Obfuscated PHP Backdoor

full · April 2, 2021, 1:41pm

Hi, I recently found a malicious PHP code [ LINK ] injected in some webpages, I tried to formate and deobfuscate it and understand how it works, It seems that is using Cookies to execute PHP code (Cookie: cipher=serialized+encrypted PHP code), I just want to know how they are making this kind of backdoors and how to generate this Cookie.

function cs_decrypt_phase($data, $key)
{
    $out_data = "";

    for ($i = 0; $i < strlen($data);) {
        for ($j = 0; $j < strlen($key) && $i < strlen($data); $j++, $i++) {
            $out_data .= chr(ord($data[$i]) ^ ord($key[$j]));
        }
    }

    return $out_data;
}

This a readable function to decrypt it.

Humairaa_Nunhuck · April 9, 2021, 7:56am

Hi i had the same code injected in one of my webpage.
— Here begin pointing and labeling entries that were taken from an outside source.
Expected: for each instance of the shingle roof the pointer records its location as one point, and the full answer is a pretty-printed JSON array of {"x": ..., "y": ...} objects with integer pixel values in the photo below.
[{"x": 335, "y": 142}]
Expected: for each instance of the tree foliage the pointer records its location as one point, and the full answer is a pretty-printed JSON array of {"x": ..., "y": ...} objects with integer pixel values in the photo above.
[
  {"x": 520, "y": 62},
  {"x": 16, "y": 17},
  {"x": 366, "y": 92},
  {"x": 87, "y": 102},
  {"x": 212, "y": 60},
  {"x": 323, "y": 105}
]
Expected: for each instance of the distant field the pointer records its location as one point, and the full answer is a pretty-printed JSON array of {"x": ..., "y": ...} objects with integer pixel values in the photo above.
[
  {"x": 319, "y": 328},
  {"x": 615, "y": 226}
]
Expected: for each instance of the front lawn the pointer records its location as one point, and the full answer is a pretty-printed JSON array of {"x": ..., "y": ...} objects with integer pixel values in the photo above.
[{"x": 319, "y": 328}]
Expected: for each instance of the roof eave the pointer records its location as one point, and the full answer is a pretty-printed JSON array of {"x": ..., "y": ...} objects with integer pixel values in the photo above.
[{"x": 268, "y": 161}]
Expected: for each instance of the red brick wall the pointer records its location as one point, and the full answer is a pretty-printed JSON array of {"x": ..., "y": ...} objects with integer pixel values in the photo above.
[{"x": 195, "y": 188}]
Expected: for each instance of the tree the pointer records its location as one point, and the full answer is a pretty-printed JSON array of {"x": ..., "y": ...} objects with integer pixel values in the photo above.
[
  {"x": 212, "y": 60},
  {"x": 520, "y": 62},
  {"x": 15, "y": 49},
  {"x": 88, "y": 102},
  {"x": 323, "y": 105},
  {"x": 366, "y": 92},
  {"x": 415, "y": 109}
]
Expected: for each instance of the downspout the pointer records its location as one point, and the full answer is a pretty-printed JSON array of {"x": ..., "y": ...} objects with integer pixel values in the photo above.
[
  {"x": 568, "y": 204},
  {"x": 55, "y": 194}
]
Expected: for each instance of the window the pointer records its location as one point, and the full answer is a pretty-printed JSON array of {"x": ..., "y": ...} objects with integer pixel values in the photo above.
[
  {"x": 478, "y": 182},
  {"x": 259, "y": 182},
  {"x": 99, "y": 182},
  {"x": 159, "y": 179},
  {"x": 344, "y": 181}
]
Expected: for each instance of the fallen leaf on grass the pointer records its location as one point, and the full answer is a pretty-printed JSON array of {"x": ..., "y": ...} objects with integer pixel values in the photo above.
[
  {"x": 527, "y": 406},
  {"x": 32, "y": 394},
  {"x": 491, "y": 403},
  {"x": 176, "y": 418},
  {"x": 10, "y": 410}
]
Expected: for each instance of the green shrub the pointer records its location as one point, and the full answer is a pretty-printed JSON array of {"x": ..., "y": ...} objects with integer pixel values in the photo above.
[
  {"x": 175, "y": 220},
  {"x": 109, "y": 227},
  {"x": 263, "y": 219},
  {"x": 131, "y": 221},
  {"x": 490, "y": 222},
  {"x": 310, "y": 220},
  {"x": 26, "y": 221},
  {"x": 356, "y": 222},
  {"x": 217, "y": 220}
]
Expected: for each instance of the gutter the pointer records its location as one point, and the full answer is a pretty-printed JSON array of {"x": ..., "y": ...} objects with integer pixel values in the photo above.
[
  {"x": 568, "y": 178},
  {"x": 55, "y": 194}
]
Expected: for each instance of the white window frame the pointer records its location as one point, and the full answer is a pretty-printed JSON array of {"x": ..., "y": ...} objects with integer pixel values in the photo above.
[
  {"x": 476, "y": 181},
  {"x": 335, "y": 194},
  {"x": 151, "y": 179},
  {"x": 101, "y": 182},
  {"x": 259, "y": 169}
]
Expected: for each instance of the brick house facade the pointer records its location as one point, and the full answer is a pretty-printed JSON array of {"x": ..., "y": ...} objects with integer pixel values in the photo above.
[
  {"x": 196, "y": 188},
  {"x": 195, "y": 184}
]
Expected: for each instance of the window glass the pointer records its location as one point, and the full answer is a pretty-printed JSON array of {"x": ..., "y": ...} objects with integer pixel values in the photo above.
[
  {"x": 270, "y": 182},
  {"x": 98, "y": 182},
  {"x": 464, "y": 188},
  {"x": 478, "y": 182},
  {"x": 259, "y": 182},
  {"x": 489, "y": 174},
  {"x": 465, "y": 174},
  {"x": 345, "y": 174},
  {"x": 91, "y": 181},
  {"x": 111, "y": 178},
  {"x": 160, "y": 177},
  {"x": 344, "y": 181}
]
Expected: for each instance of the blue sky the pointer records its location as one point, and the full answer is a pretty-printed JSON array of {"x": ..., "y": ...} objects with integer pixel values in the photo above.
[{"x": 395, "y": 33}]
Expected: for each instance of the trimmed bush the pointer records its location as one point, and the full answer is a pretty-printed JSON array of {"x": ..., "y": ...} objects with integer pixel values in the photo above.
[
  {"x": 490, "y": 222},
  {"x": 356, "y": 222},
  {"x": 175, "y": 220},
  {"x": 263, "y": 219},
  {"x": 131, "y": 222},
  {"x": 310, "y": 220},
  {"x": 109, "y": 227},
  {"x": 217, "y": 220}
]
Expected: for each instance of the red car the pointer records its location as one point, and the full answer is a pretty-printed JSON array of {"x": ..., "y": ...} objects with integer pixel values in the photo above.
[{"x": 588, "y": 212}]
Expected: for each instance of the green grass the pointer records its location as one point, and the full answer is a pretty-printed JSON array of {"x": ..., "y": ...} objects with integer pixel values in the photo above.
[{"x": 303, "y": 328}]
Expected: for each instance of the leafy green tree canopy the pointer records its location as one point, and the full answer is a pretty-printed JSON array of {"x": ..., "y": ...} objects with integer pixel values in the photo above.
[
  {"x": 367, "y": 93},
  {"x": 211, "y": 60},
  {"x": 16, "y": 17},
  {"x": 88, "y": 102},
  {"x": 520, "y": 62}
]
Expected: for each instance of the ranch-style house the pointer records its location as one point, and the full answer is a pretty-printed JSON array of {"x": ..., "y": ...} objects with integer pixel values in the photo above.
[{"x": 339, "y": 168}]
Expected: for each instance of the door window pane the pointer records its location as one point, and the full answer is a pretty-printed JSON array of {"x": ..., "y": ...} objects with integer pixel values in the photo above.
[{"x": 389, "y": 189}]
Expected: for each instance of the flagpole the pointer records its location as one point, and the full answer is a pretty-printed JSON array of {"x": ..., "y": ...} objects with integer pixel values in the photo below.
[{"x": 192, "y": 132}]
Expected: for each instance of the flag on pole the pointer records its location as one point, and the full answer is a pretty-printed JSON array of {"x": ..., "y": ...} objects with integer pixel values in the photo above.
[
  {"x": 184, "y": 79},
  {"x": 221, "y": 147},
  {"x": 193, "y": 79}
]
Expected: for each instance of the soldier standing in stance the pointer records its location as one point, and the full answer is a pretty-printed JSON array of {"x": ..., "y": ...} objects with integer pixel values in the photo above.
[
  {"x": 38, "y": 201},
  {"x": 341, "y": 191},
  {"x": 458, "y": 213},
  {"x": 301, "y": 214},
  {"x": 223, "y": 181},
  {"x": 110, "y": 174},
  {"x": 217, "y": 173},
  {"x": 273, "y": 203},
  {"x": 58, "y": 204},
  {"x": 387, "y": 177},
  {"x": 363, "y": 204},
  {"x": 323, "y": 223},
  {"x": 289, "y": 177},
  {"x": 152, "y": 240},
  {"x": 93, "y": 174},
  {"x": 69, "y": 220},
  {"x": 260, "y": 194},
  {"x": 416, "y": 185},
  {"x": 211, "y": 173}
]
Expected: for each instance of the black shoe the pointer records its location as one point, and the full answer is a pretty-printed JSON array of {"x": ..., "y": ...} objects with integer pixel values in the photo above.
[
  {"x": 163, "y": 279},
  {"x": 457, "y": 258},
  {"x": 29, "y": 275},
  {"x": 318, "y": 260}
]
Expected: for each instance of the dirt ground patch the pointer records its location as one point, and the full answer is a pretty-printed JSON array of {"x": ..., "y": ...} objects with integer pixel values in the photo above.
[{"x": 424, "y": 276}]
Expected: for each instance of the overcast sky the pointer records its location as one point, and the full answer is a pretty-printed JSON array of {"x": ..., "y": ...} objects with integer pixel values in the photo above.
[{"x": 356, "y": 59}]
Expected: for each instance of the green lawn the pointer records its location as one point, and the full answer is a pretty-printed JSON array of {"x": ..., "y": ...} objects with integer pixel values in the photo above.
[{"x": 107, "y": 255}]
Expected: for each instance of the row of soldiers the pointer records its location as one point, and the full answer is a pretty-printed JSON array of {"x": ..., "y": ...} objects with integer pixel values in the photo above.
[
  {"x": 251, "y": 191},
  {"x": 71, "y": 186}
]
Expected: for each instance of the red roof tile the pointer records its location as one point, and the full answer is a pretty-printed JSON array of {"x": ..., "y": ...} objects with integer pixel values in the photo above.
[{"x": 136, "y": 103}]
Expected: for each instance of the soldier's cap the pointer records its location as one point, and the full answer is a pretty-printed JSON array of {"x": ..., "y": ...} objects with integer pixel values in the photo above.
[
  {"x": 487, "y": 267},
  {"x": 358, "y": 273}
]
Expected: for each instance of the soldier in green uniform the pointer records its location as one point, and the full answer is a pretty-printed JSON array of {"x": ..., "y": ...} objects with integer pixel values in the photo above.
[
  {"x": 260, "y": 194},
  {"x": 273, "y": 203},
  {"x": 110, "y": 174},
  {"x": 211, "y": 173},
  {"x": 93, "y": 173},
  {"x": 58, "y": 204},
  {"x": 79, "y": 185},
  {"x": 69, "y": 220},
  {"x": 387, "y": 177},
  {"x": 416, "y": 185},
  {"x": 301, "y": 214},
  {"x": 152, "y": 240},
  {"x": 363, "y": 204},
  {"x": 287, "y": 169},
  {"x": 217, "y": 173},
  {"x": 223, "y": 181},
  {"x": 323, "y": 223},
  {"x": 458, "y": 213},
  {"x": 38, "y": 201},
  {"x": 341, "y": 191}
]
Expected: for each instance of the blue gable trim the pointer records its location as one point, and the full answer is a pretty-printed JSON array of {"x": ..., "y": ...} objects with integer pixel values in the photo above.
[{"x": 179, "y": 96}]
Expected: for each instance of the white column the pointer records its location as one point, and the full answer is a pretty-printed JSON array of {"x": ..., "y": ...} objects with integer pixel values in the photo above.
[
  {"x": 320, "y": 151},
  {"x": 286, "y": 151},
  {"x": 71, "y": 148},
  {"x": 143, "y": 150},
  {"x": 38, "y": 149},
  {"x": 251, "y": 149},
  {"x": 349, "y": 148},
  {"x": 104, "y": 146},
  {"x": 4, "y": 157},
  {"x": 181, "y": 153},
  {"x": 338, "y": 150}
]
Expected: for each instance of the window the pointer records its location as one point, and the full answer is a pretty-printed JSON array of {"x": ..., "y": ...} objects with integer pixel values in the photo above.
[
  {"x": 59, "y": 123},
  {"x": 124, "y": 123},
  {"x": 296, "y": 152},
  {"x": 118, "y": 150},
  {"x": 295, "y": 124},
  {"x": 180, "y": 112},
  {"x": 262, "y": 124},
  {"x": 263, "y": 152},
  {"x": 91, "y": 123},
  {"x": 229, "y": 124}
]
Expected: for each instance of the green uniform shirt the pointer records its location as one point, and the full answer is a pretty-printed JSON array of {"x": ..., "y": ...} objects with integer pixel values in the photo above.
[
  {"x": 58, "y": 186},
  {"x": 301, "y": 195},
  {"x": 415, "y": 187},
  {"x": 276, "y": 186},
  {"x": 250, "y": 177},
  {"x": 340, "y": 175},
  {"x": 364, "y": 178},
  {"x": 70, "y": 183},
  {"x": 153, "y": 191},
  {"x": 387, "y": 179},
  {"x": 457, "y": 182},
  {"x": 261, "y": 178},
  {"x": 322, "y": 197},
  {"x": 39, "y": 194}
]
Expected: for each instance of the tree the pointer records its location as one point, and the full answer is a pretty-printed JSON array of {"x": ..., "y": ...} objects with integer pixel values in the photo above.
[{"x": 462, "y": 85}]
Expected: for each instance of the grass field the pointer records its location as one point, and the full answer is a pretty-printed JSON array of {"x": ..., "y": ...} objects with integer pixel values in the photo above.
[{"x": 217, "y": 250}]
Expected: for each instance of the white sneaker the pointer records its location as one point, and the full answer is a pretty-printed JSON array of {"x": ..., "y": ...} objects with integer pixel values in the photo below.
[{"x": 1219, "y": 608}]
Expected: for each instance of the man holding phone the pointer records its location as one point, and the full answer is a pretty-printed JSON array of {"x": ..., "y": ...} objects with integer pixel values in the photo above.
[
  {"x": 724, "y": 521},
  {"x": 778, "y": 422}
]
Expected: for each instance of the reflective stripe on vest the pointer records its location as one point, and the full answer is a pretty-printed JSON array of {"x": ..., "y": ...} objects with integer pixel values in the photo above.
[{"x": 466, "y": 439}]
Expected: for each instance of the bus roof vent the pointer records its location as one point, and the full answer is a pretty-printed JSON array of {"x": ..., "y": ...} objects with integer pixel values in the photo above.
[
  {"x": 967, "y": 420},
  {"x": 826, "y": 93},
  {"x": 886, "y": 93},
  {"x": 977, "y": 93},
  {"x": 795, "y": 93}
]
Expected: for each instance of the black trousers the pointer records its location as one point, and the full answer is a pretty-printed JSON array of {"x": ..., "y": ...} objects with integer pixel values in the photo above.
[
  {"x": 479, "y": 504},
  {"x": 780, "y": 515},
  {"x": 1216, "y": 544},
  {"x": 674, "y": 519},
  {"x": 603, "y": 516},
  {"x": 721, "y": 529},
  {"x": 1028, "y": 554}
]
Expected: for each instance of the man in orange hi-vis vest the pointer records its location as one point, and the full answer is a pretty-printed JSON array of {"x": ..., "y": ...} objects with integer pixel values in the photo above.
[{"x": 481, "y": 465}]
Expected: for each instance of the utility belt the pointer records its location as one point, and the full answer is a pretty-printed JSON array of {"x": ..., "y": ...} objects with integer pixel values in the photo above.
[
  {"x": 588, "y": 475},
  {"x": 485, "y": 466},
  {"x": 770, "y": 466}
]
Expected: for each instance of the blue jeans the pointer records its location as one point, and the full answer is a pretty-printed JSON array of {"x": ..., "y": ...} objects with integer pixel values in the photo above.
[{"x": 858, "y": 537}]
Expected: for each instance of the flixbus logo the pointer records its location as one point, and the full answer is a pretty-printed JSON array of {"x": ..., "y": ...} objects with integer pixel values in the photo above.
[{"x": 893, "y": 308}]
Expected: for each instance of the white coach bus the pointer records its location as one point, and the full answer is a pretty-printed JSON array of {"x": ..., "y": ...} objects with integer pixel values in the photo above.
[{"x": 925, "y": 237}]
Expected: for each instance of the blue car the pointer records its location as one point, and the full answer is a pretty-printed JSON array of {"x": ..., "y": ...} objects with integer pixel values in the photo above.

Do you have more information on how the code works?

webshell · April 14, 2021, 10:54am

Do you have the latest webshell?

full · April 15, 2021, 6:12pm

Yes i ve bought a tool to generate the backdoor and payloads

system · October 26, 2025, 7:47pm

This topic was automatically closed after 1668 days. New replies are no longer allowed.